Posted In: Retail Articles

Ross Stores reported it exceeded Wall Street expectations in the first quarter while revising sales and earnings guidance citing the impact of tariffs and ongoing inflation.

Net income was $479.2 million or $1.47 per diluted share, versus $488 million, or $1.46 per diluted share, in the year-earlier quarter.

An analyst consensus estimate from Zacks Investment Research pegged first quarter earnings per diluted share at $1.43 and revenue at $4.97 billion.

Comparable sales were flat year over year, the company noted. Sales were $4.98 billion versus $4.86 billion in the year-before quarter. Operating income was $606.5 million versus $591.1 million in the year-previous period.

Ross CEWO Jim Conroy said mounting macroeconomic and geopolitical challenges in the marketplace, notably prolonged inflation and evolving tariff activity, have created uncertainty in the market.

“While we directly import only a small portion of our merchandise, more than half of the goods we sell originate from China,” Conroy noted. “As such, we expect pressure on our profitability if tariffs remain at elevated levels. Given the varying nature of tariff announcements, we are only providing an outlook for the second quarter at this time and are withdrawing our previously provided annual sales and earnings guidance.”

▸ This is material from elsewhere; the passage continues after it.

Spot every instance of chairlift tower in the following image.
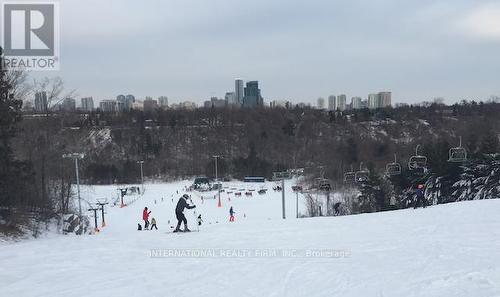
[273,171,286,220]
[137,160,144,194]
[212,155,222,207]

In that outlook, Conroy said, “comparable store sales are now projected to be flat to up 3% on top of a 4% gain in the second quarter of last year. Earnings per share for the second quarter are now projected to be in the range of $1.40 to $1.55, versus earnings per share of $1.59 for the prior-year period ended August 3, 2024. This earnings guidance range includes an approximate 11 cent to 16 cent per share cost impact from announced tariffs.”

Conroy, in commenting about the first quarter results, said, “Despite the slower start to the spring selling season in February, our monthly sales performance improved sharply, month after month, for the balance of the quarter. For the first quarter, sales and earnings performed at the high end of our expectations while operating margin of 12.2% was flat year-over-year.”

Conroy added, “The volatility of trade policies and the corresponding impact on the economy, the consumer, and our profitability is highly unpredictable. During these uncertain times, we will focus on what we can control and manage the business conservatively. We have a seasoned executive team, a flexible offprice business model and a strong financial foundation that should enable us to navigate through this uncertain environment.”